4. The air core inductor winding apparatus of claim 1, wherein: the wire winding machine is characterized in that the rack (1) is provided with a wire feeding device (3) used for conveying a wire (9) to the winding device (2), the wire feeding device (3) is electrically connected with the controller (13), and the rack (1) is provided with a wire supplying device (11) used for supplying the wire (9) to the wire feeding device (3).

5. The air core inductor winding apparatus of claim 4, wherein: the wire stripping machine is characterized in that the rack (1) is provided with a stripping device (12) for removing an insulating oxide layer of a wire (9), the stripping device (12) is arranged between the wire supply device (11) and the wire feeding device (3), and the stripping device (12) is electrically connected with the controller (13).

6. The air core inductor winding device of any one of claims 1 to 5, wherein: the coil and wire cutting machine is characterized in that the rack (1) is provided with a cutting device (6) used for separating the coil from the wire (9), the cutting device (6) comprises a cutter (61) which is connected to the rack (1) in a sliding mode and used for cutting off the wire (9), and a driving piece seven (62) which is electrically connected with the controller (13) and used for driving the cutter (61) to act.

7. The air core inductor winding apparatus of claim 6, wherein: the coil connector bending device is characterized in that the rack (1) is provided with a bending device (4) used for bending the coil connector, the bending device (4) comprises a bending arm (41) which is connected to the rack (1) in a sliding mode and used for abutting against the coil connector, and a driving piece six (42) which is electrically connected with the controller (13) and used for driving the bending arm (41) to act.

8. The air core inductor winding apparatus of claim 7, wherein: the coil winding machine is characterized in that the rack (1) is provided with a discharging device (5) used for conveying coils, the discharging device (5) comprises a feeding arm (51) movably connected to the rack (1) and used for transferring the coils from the winding device (2), and a driving piece (52) electrically connected with the controller (13) and used for driving the feeding arm (51) to act.

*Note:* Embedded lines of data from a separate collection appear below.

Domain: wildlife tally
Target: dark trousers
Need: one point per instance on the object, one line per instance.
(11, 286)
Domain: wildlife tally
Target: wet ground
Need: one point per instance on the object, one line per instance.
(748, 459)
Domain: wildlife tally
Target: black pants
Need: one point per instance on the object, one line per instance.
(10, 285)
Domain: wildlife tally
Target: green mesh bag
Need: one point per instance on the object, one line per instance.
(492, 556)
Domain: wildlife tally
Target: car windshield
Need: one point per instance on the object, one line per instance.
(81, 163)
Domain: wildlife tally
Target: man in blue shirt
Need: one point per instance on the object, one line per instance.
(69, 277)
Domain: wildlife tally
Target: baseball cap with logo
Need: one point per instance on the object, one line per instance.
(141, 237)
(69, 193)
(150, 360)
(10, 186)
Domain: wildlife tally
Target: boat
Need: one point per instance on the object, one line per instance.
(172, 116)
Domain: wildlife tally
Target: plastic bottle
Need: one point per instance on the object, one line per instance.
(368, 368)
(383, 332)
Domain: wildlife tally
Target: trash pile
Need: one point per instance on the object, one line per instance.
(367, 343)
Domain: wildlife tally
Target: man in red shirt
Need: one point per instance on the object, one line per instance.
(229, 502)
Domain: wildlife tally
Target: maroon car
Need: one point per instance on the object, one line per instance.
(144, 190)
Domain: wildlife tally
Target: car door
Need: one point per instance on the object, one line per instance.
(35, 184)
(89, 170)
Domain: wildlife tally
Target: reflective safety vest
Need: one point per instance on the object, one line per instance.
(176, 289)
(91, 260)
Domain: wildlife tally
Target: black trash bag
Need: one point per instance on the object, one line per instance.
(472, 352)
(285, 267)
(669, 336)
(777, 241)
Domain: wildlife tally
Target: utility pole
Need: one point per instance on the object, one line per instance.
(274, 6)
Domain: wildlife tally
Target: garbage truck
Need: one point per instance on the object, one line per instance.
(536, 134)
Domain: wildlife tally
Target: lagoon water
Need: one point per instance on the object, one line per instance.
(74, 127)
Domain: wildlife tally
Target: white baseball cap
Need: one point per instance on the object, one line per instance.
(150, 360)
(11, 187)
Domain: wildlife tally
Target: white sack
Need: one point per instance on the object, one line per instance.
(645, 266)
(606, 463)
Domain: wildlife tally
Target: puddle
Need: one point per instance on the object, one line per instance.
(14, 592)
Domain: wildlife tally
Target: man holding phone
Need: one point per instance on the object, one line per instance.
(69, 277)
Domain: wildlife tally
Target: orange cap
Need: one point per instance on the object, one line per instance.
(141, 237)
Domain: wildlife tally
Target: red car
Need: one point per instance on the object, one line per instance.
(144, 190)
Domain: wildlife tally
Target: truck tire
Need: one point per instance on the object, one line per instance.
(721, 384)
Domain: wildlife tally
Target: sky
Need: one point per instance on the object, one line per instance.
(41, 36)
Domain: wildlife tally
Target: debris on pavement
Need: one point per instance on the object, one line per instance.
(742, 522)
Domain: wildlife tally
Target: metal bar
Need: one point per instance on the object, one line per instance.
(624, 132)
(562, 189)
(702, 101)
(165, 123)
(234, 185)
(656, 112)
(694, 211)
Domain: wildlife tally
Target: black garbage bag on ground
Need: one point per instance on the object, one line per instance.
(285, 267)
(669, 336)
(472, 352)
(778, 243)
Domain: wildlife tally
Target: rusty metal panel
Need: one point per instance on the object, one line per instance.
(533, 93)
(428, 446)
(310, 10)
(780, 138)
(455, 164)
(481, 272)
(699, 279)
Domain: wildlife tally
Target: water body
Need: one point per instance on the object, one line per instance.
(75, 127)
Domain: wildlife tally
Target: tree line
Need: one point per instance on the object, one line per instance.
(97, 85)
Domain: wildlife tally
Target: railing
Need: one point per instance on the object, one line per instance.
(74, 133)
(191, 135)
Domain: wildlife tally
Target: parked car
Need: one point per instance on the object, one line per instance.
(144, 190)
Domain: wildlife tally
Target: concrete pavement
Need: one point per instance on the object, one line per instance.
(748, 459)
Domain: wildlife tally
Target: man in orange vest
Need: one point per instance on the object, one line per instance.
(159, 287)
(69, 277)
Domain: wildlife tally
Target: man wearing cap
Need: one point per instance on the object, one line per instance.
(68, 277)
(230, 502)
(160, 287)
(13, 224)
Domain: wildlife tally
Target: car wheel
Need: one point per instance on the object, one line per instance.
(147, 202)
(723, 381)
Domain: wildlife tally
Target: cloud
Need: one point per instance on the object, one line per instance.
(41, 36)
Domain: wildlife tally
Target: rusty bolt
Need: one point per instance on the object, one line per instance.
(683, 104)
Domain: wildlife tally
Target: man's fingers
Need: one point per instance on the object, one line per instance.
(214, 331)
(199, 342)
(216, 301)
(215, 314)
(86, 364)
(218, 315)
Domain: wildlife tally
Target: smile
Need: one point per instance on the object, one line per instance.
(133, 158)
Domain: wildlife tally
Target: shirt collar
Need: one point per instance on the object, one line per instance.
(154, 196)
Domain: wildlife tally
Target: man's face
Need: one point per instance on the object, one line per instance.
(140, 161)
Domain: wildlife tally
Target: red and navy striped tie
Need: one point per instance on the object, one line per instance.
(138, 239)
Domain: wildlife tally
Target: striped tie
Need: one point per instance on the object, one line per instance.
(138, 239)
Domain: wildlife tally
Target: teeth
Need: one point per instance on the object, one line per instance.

9. A winding method applied to the air-core inductor winding apparatus according to any one of claims 1 to 8, characterized in that: comprises that

Firstly, a lead (9) is sent between a first winding part (21) and a second winding part (22) along the radial direction, and a driving part III (26) drives the first winding part (21) to rotate to drive a limiting part (211) to rotate around the axis until the limiting part (211) is aligned with the lead (9);

step two, the driving part four (27) drives the winding part one (21) to move axially to be close to the lead (9) and drives the limiting part (211) to move to two sides of the lead (9) to restrict the lead (9);

step three, the driving piece II (25) drives the winding piece II (22) to move close to the lead (9) along the axial direction, and drives the winding core (23) to move so that the end part, close to the winding piece I (21), of the winding core (23) is inserted into the winding piece I (21);

fourthly, the driving part III (26) drives the first winding part (21) to rotate to drive the limiting part (211) to rotate around the axis, so that one end, close to the limiting part (211), of the lead (9) is driven to be wound on the periphery of the winding core (23), meanwhile, the driving part I (24) drives the second winding part (22) to rotate to drive the winding core (23) and the lead (9) wound on the winding core (23) to rotate, and therefore one end, far away from the limiting part (211), of the lead (9) is driven to be wound on the periphery of the winding core (23);

step five, the driving piece II (25) drives the winding piece II (22) to move in a single direction along the axial direction, and drives the winding core (23) and the lead (9) wound on the winding core (23) to move along the axial direction, so that a double-layer coil is wound;

and sixthly, the driving piece II (25) drives the winding piece II (22) to reciprocate along the axial direction, and drives the winding core (23) and the conducting wire (9) wound on the winding core (23) to reciprocate along the axial direction, so that the multilayer coil is wound.